Sebagai instansi yang memberikan pelayanan langsung kepada masyarakat, Disdukcapil tidak memungkinkan untuk menerapkan WFA secara menyeluruh, terutama pada lini pelayanan.
Kepala Disdukcapil PPU, Waluyo, menegaskan bahwa pelayanan kepada masyarakat tetap menjadi prioritas utama.
“Pelayanan di Disdukcapil tetap berjalan seperti biasa, masyarakat tetap bisa mengurus dokumen kependudukan,” ujarnya.
Ia menjelaskan, kebijakan WFA hanya diterapkan secara terbatas di internal organisasi, khususnya pada pekerjaan administratif yang tidak bersentuhan langsung dengan masyarakat.
“Kalau pun ada WFA, itu hanya penyesuaian internal. Untuk pelayanan langsung tetap berjalan dan tidak boleh terganggu,” tegasnya.

Dengan skema tersebut, Disdukcapil PPU tetap mengedepankan pelayanan tatap muka sebagai prioritas, sekaligus menyesuaikan kebijakan kerja fleksibel secara terbatas di bagian internal.
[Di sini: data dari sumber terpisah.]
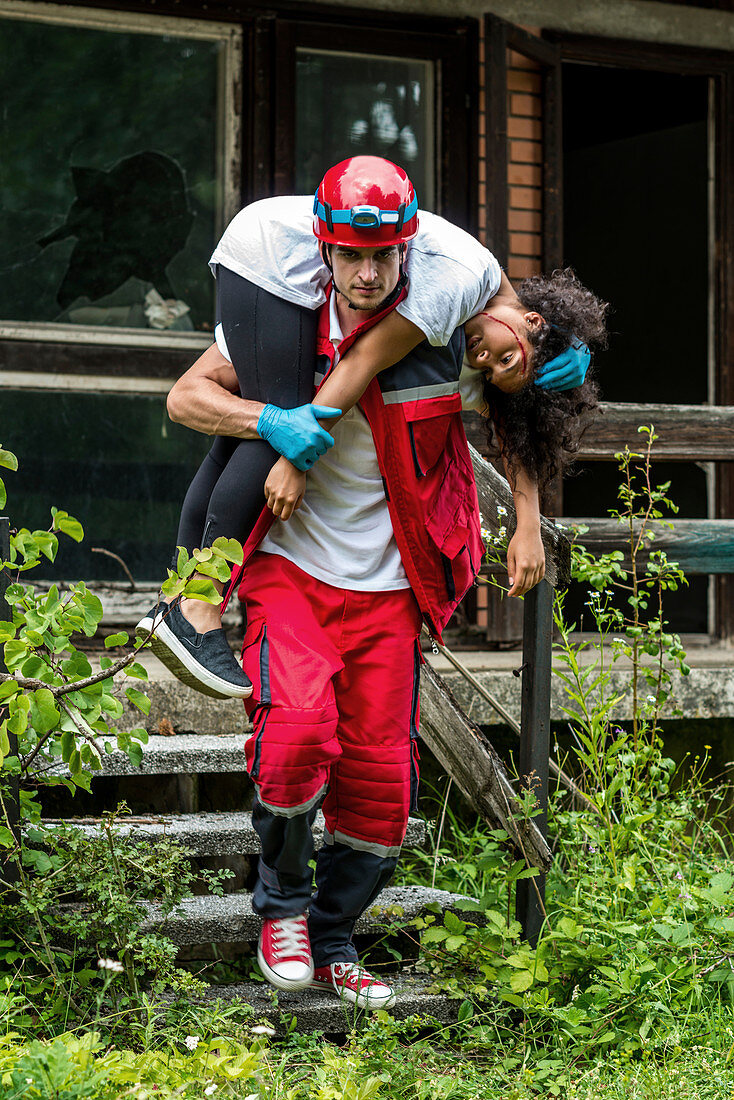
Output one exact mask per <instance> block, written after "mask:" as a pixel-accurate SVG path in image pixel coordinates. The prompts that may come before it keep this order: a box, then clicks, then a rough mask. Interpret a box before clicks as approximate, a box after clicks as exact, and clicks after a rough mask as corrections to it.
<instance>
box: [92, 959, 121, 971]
mask: <svg viewBox="0 0 734 1100" xmlns="http://www.w3.org/2000/svg"><path fill="white" fill-rule="evenodd" d="M97 966H98V967H99V969H100V970H111V971H112V972H113V974H122V971H123V970H124V967H123V966H122V963H118V960H117V959H97Z"/></svg>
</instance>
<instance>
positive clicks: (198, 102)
mask: <svg viewBox="0 0 734 1100" xmlns="http://www.w3.org/2000/svg"><path fill="white" fill-rule="evenodd" d="M223 48H224V47H223V44H222V43H221V42H216V41H210V40H209V41H197V40H194V38H186V37H179V36H174V35H171V34H153V33H136V32H130V31H118V30H91V29H88V27H84V26H68V25H54V24H51V23H42V22H34V21H25V20H14V19H2V20H0V101H1V102H2V105H3V110H2V116H1V118H0V146H1V147H2V158H1V164H0V211H1V213H0V234H1V235H2V241H3V250H2V259H0V318H2V319H3V320H9V321H10V320H12V321H28V322H50V321H51V322H56V323H58V322H70V323H75V324H95V326H100V324H101V326H117V327H124V328H135V329H157V330H165V329H173V330H178V331H180V330H184V331H186V330H199V331H201V330H208V329H210V328H211V319H212V316H213V281H212V279H211V278H210V277H209V274H208V271H207V266H206V260H207V259H208V256H209V254H210V252H211V249H212V246H213V244H215V241H216V235H217V210H218V205H219V202H220V195H221V185H220V179H219V178H218V176H219V166H218V163H217V133H216V130H217V125H216V120H217V96H218V72H219V62H220V55H221V51H222V50H223Z"/></svg>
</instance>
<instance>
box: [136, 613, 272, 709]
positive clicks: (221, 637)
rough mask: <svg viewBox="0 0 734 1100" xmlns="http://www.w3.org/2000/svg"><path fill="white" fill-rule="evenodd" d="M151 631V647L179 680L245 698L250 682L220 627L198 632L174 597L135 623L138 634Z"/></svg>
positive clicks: (161, 659)
mask: <svg viewBox="0 0 734 1100" xmlns="http://www.w3.org/2000/svg"><path fill="white" fill-rule="evenodd" d="M151 631H152V632H153V637H152V639H151V649H152V650H153V652H154V653H155V656H156V657H157V658H158V660H160V661H162V663H163V664H165V667H166V668H167V669H168V670H169V671H171V672H173V674H174V675H175V676H176V678H177V679H178V680H180V681H182V683H185V684H187V685H188V686H189V687H194V690H195V691H199V692H201V693H202V694H204V695H211V696H212V697H213V698H248V696H249V695H251V694H252V684H251V683H250V680H249V679H248V676H245V674H244V672H243V671H242V669H241V668H240V665H239V664H238V662H237V658H235V657H234V653H233V652H232V650H231V649H230V648H229V643H228V641H227V638H226V637H224V631H223V630H222V629H221V627H219V628H218V629H215V630H207V632H206V634H197V631H196V628H195V627H193V626H191V624H190V623H189V621H188V619H187V618H186V617H185V616H184V614H183V612H182V609H180V606H179V604H178V601H176V603H175V604H173V605H171V606H167V605H166V604H157V605H156V606H155V607H153V608H152V609H151V610H150V612H149V613H147V615H146V616H145V618H142V619H141V620H140V623H139V624H138V626H136V627H135V634H136V635H139V636H147V635H149V634H151Z"/></svg>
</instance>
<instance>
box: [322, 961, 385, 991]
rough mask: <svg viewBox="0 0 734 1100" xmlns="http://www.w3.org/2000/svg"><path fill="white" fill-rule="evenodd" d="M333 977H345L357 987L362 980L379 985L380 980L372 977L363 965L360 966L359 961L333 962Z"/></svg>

Kebijakan ini memastikan masyarakat tetap mendapatkan layanan administrasi kependudukan secara maksimal tanpa terpengaruh oleh perubahan pola kerja ASN.
Menurut Waluyo, berbagai layanan seperti pembuatan KTP, Kartu Keluarga (KK), hingga akta pencatatan sipil tetap dilakukan secara langsung di kantor guna menjaga kecepatan dan ketepatan pelayanan.
“Kami tetap menyiapkan petugas di front office seperti biasa. Prinsipnya, masyarakat tidak boleh dirugikan dengan adanya kebijakan ini,” katanya.
Ia menambahkan, koordinasi internal terus diperkuat agar pelayanan tetap responsif di tengah penerapan kebijakan kerja fleksibel.
“Intinya pelayanan harus tetap cepat, tepat, dan mudah diakses. WFA tidak boleh menjadi alasan terhambatnya pelayanan,” pungkasnya.